With so much attention on gender and diversity gaps in the workplace today, knowing how your company stacks up is vital. While hiring managers typically have access to data such as diversity stats, employee salaries, and performance metrics, they don't usually have an easy way to analyze all of it. That's where Twine comes in.
The New York City-based startup's software aims to help human resources teams organize and analyze employee data so that company leaders can make more informed HR-related decisions. Clients can use the dashboard to monitor the progress of specific initiatives, such as narrowing the gender pay gap or hiring with diversity in mind. Companies can also get granular by assessing an employee's individual trajectory. You can see if an employee is due for a raise or perhaps a promotion, among other things. "It can answer those ad hoc questions that come up frequently in senior leadership meetings that would take hours or weeks to pull data and turn into analytics," says Joseph Quan, the 29-year-old co-founder of Twine.
The company he co-founded in 2017 alongside Wharton business school classmate Nikhil Srivastava, 31, is still operating under the radar until its formal launch later this year. Even so, it already has worked with the likes of note-taking app Evernote and blood-test company Guardant Health, says Quan, who declined to provide revenue details. At launch, Twine expects to charge corporate customers between five and six figures annually for services, depending on a company's size and other factors. The startup has raised a total of $2.7 million in funding from angel investors and the Menlo Park, California-based venture capital firm Trinity Ventures.
While Twine now appears to have hit on a product other companies want, it took the founders three tries before settling on their current company's mission.
Searching for a problem
Quan and Srivastava's first idea was to use Wharton's network of current students and alumni to create a white-label match-making service for people with similar professional interests. Users fill out a survey and an algorithm connects people based on their career aspirations. They scored a contract with Wharton and hundreds of people signed up within the first couple of weeks, says Quan, who still helps the school run the service today.
They crafted another business idea--which would match employees with jobs based on their industry or interests--but that flopped, as companies, which were expected to purchase the service, typically don't want to help talent out the door. At that point, they had reached an impasse: Despite their skills in analytics, the co-founders lacked a problem to solve.
Quan and Srivastava set out on a listening and learning tour, meeting with more than 200 chief people and chief human resources officers in New York City and Silicon Valley to hear their biggest pain points. They learned about the challenges of using several types of platforms that don't necessarily talk to each other. For example, the employee-benefits tracking system Bamboo HR, which includes an applicant tracking system, doesn't integrate with the recruiting software service Greenhouse. To allow these tools to communicate on a single platform, the founders learned, would be infinitely useful for companies. It would help HR staffers focus on how to keep the people they've already found.
"What gets measured gets managed," says Quan. "When you know who is leaving and why and what makes people stay, you're able to make much more effective investments in time and energy."

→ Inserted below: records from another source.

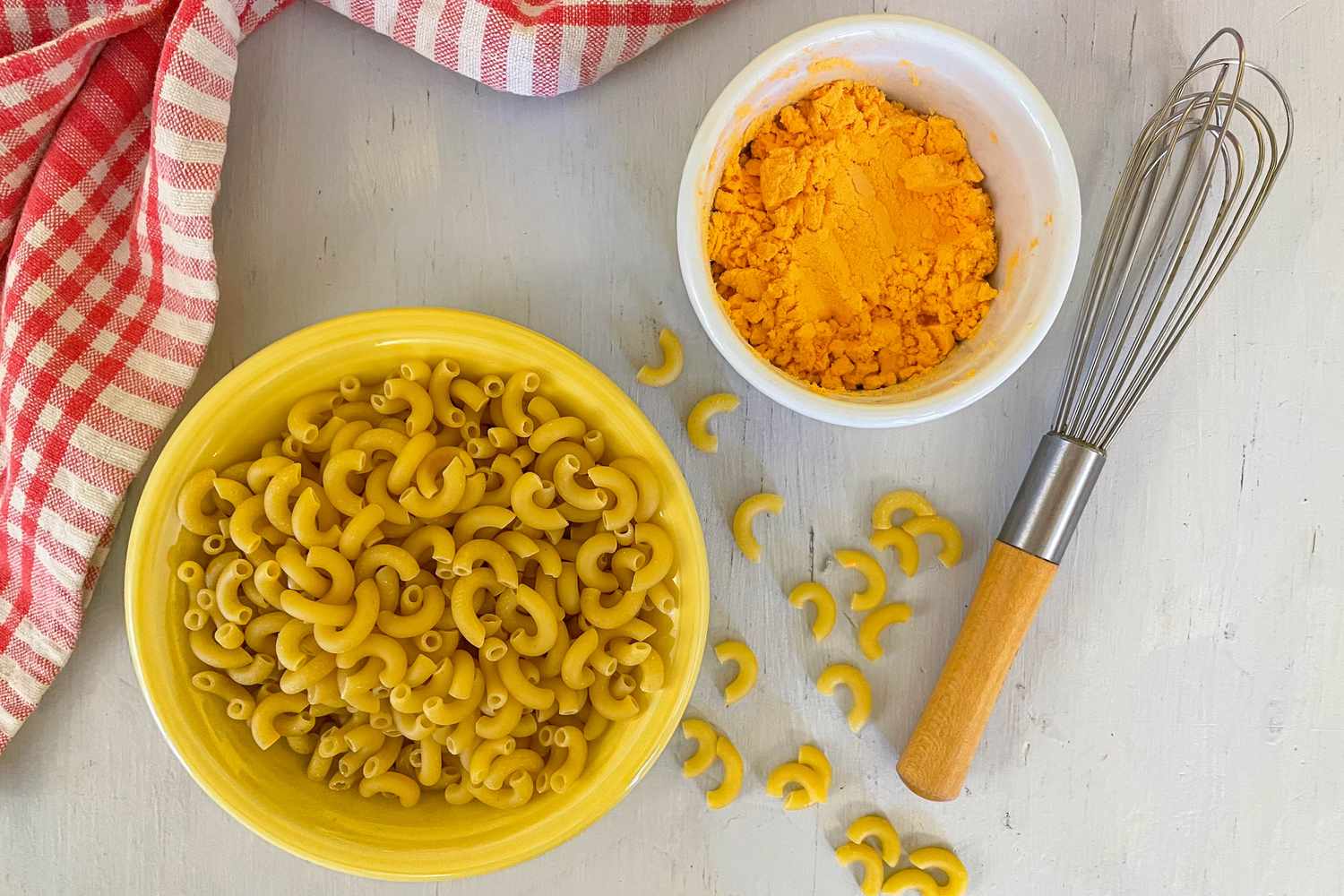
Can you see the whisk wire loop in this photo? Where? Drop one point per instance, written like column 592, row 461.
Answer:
column 1188, row 195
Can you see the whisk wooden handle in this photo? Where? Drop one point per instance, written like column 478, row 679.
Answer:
column 938, row 754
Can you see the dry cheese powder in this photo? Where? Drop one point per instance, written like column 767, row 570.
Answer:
column 851, row 239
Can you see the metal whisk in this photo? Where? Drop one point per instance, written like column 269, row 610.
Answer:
column 1193, row 185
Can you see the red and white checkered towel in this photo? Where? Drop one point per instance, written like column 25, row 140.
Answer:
column 113, row 118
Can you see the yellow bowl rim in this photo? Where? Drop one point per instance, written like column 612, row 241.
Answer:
column 394, row 324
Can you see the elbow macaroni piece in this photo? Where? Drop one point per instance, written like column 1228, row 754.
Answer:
column 745, row 514
column 820, row 598
column 895, row 501
column 812, row 775
column 868, row 861
column 860, row 694
column 410, row 622
column 698, row 422
column 731, row 783
column 666, row 373
column 945, row 530
column 710, row 745
column 879, row 829
column 921, row 880
column 905, row 546
column 871, row 570
column 704, row 737
column 875, row 624
column 745, row 659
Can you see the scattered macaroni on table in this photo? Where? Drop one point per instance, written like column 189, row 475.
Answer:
column 895, row 501
column 868, row 861
column 879, row 829
column 710, row 745
column 860, row 694
column 741, row 654
column 745, row 514
column 876, row 622
column 809, row 778
column 820, row 598
column 432, row 583
column 946, row 532
column 698, row 422
column 919, row 880
column 666, row 373
column 905, row 880
column 905, row 546
column 875, row 587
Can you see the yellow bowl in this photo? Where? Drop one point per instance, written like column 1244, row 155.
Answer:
column 268, row 791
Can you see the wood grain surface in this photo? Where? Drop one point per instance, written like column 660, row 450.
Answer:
column 1174, row 720
column 938, row 755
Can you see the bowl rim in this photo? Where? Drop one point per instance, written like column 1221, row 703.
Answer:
column 765, row 376
column 158, row 498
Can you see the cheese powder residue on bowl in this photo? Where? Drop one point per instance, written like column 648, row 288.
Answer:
column 851, row 241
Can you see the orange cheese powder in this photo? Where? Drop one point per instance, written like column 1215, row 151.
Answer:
column 851, row 239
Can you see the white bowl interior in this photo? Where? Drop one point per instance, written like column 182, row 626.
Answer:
column 1013, row 137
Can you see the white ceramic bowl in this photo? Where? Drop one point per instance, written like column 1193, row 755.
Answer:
column 1013, row 136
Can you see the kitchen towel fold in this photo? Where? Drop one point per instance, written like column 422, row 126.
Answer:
column 113, row 123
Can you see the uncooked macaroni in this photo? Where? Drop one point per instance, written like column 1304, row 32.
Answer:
column 430, row 584
column 710, row 745
column 860, row 694
column 879, row 829
column 895, row 501
column 823, row 603
column 875, row 624
column 671, row 367
column 875, row 587
column 811, row 775
column 745, row 659
column 943, row 528
column 905, row 546
column 745, row 514
column 731, row 783
column 868, row 861
column 698, row 422
column 922, row 882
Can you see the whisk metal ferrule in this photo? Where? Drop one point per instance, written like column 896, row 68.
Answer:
column 1053, row 495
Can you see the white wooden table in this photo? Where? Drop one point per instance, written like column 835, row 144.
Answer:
column 1175, row 720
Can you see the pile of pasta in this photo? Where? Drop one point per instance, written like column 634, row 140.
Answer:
column 430, row 583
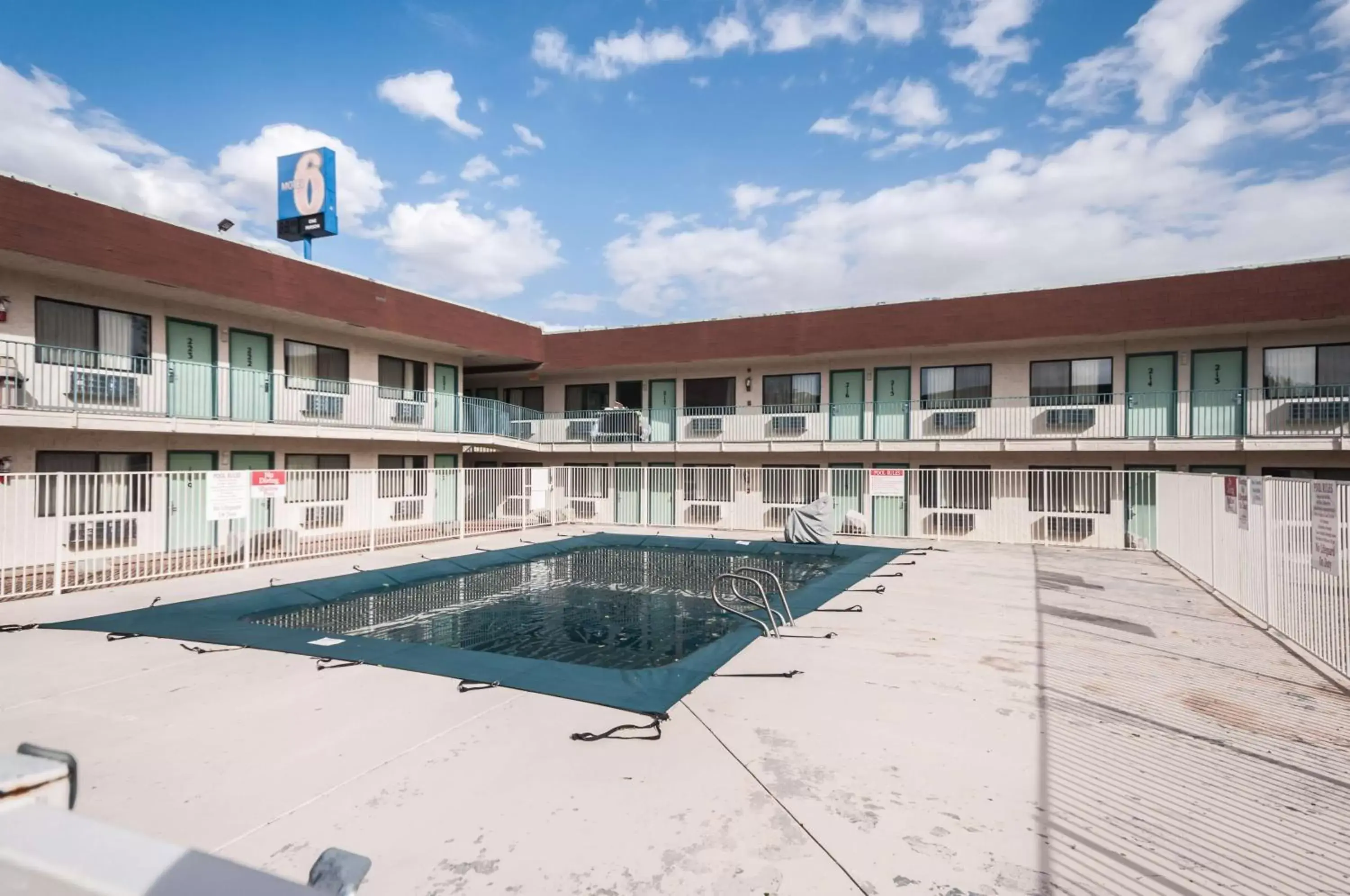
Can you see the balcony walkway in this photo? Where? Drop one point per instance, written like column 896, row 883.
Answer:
column 1004, row 720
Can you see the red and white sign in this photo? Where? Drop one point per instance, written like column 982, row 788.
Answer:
column 882, row 484
column 269, row 484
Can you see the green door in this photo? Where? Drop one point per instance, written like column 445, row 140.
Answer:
column 192, row 369
column 663, row 411
column 846, row 492
column 1217, row 393
column 1141, row 506
column 446, row 481
column 847, row 405
column 260, row 509
column 889, row 512
column 661, row 494
column 250, row 376
column 891, row 404
column 1151, row 401
column 446, row 388
column 628, row 493
column 188, row 524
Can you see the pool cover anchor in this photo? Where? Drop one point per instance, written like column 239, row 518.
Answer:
column 657, row 718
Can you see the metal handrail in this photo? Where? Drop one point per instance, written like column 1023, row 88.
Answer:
column 778, row 582
column 771, row 628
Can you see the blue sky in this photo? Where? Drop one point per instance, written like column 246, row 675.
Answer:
column 605, row 162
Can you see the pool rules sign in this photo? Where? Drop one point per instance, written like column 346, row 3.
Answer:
column 1326, row 528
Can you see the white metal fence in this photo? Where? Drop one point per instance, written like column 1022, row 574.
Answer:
column 77, row 531
column 1255, row 540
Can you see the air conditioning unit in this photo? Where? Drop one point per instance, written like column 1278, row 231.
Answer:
column 954, row 420
column 705, row 427
column 323, row 407
column 1070, row 417
column 103, row 389
column 1319, row 412
column 408, row 412
column 1070, row 528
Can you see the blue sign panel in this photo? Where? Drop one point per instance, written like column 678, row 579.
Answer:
column 307, row 195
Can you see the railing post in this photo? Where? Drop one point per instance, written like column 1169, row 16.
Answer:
column 60, row 515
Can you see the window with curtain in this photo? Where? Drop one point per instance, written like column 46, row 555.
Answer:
column 715, row 392
column 585, row 399
column 1086, row 381
column 318, row 367
column 530, row 397
column 87, row 336
column 403, row 380
column 316, row 478
column 792, row 393
column 121, row 488
column 959, row 386
column 403, row 475
column 1075, row 490
column 1305, row 372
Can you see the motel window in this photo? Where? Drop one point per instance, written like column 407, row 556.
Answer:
column 580, row 400
column 1305, row 372
column 709, row 484
column 959, row 386
column 793, row 393
column 403, row 380
column 403, row 475
column 316, row 478
column 1084, row 381
column 715, row 392
column 790, row 485
column 316, row 367
column 87, row 336
column 528, row 397
column 117, row 489
column 1078, row 490
column 964, row 489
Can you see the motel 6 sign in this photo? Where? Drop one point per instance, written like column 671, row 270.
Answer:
column 307, row 195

That's the key benefit of Twine, say investors like Sarah Smith, a partner at Bain Capital Ventures. In 2018, while she was a partner at San Francisco's Graph Ventures, she proposed the seed-stage investment firm invest in Twine. "I think HR department investing in tech used to be a nice thing to have; now it's a must-have," she says. With the unemployment rate hovering at 3.8 percent, companies need to get better about giving employees a reason to stay, Smith says, adding: "That's where Twine is a great opportunity."
To be sure, Twine has ample competition. Its biggest rivals include HR data collection and visualization companies like Tableau and Looker, both of which produce charts or graphs to help users understand their employment picture. While these platforms collect impressive data, they don't seamlessly communicate with each other so that users can easily analyze it all, Quan says.
The company also faces internal challenges, as Quan notes he's still transitioning from co-founder to CEO and leader. It's a move that will require him to relinquish his current role as the company's chief salesperson. As one of the company's creators, he was responsible for calling prospective clients and wooing them; now he must trust that responsibility with someone else.
"It's founder magic: I have the enthusiasm and know the market, and that helps close customers," he says. "It's a unique challenge to find that sales person and pass the torch."